All this has huge implications for churches. Many churches are urgently cancelling worship services, arranging live streams, establishing more house groups, reviewing the safety of all their activities, and working out how they can best serve those people who are self-isolating, locked down, sick, or fearful and downcast.
Will this crisis and the sudden changes it has brought discourage and scatter the people of God, and weaken churches? Will it be hard to gather people back together, when the pandemic is over? Will some drift away? Or will these circumstances shake up the churches so that they become more faith-filled, more active, more prayerful, more compassionate, more engaged with others, more Christlike?
The New Zealand Christian Network urges churches to be both scrupulous and caring in the way they respond to the threat of this virus, and for the sake of our people and the wider society to observe the very best practices of protecting our people.
At the same time, we should be covering our nation in prayer, and asking the Lord to comfort and uplift the anxious, and to turn many people in our society from self-possession to humility and faith before the living God, who is alone our eternal hope.
See links below for many helpful resources on how churches may respond well to the challenges of COVID-19.
The Abortion Law Reform Bill was passed.
We regret the passing of this very unbalanced bill, which unjustly erased the human rights of unwanted unborn, and has removed all protection for them. The Abortion Law Reform Bill “decriminalised” abortion, but we believe it is tantamount to crime against nature, humanity, and God. We applaud all those who made a stand. We urge prayer for this nation, and for the underlying moral and spiritual myopia of which this is but another symptom.
The next week or so is a very critical time for our nation, with major life and death implications for generations to come. The New Zealand Parliament is in the final stages of voting on the Abortion Law Reform Bill, a bill which further liberalises New Zealand’s laws on abortion. The aim of the Bill is to make abortion simply a medical procedure for the mother.
The Bill gives no consideration at all to valuing the life of unborn babies, or to protecting them. The protections in the current legislation (which have proved weak) are swept away. The Bill assumes that unborn babies have no inherent human worth, and no human rights. The Bill would establish abortion on demand up to 20 weeks gestation. From 21 weeks through to birth, all that is required is the agreement of the medical practitioner (the one about to conduct an abortion) that an abortion is “reasonable” with regards to the health of the mother – but with no regard to the life of the baby. Presumably “health” will include her emotional wellbeing. Will this apply to cases of Downs Syndrome, or the wrong sex? Even a baby born alive after a failed abortion will not be safe: MPs have voted down an amendment that would have required the baby to be given medical care, rather than left to die.
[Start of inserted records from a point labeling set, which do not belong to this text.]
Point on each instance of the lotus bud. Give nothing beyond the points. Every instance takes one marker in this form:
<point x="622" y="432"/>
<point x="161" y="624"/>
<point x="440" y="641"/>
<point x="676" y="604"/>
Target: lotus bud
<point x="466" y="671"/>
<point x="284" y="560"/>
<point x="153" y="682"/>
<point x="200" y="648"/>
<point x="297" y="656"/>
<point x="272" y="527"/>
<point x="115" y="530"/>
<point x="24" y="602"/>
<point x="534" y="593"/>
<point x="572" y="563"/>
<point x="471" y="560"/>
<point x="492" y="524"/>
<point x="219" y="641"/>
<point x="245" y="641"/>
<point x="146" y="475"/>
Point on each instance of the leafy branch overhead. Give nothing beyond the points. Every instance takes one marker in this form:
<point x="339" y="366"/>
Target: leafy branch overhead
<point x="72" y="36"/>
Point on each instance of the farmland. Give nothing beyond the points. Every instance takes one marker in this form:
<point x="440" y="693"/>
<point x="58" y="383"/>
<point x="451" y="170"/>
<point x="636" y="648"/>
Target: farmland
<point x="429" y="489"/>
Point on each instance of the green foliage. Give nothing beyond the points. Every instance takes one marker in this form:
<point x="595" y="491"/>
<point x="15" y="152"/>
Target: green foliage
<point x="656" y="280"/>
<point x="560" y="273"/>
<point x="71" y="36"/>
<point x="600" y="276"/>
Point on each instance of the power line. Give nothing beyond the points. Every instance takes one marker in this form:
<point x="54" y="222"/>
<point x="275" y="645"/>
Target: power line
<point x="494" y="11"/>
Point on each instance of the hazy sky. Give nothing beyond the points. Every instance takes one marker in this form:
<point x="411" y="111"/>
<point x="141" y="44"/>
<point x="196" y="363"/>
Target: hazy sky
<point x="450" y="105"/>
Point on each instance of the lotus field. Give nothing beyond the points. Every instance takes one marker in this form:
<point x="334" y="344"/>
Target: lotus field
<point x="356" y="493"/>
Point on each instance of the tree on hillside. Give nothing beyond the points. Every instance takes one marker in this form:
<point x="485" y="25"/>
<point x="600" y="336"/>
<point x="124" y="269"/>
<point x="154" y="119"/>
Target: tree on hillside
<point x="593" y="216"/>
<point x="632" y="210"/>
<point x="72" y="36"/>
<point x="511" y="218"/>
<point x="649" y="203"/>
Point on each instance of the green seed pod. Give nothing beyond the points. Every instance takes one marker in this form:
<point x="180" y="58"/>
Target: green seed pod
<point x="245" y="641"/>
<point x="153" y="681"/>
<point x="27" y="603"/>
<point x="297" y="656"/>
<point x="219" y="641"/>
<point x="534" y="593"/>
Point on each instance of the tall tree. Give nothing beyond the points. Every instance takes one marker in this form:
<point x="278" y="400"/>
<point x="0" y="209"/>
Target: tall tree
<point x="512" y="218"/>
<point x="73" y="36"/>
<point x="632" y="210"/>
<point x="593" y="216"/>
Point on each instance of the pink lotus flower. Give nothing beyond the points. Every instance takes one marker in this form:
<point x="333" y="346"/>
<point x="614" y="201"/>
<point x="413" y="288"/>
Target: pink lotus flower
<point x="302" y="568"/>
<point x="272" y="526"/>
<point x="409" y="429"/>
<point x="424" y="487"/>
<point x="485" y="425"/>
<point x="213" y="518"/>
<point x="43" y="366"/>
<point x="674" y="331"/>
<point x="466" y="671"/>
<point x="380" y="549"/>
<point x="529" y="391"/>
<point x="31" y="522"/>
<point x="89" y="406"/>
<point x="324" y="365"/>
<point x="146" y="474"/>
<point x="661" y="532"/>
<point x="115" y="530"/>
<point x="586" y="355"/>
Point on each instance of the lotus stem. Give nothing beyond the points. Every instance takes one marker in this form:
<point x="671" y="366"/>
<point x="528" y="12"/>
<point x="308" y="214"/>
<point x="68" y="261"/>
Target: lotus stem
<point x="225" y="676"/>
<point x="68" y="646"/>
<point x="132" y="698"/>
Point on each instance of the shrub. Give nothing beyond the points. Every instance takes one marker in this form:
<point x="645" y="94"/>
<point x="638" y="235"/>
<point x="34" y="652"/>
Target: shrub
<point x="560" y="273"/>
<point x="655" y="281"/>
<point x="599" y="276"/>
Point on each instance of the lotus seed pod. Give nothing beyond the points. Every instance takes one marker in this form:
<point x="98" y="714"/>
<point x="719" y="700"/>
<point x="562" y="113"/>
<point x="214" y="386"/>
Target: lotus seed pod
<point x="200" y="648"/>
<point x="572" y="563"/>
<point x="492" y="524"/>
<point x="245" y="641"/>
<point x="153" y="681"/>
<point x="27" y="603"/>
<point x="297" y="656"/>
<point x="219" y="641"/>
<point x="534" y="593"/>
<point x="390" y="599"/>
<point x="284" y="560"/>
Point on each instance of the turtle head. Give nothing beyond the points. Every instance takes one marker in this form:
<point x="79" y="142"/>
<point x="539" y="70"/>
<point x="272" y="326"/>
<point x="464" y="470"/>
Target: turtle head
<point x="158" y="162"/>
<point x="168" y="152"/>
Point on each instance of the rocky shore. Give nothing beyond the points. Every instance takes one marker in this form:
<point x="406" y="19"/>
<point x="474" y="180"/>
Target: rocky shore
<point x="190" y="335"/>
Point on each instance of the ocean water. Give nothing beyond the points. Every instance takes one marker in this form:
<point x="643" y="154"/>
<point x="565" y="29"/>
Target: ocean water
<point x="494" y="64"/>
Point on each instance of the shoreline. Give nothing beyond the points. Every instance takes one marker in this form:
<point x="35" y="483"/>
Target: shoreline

Most Christian people do not oppose abortion under all circumstances, and feel compassion towards those women who have been in a very difficult situation and have agonisingly decided to have their baby aborted.
The New Zealand public needs to understand, however, that this Bill is very unbalanced: it entirely takes the side of the pro-abortion lobby, and completely disregards the intrinsic value of unborn human life. Regardless of whether or not unborn human babies are currently recognised in our society’s laws as fully-fledged “human beings”, they are still unquestionably human babies. Respect for the value of all human life is a basic building block of a safe society. Justice and compassion call out for the protection of the powerless and the voiceless. Christians – and many others – see every human life as a sacred gift of God, and the destruction of innocent lives as a terrible stain upon our nation.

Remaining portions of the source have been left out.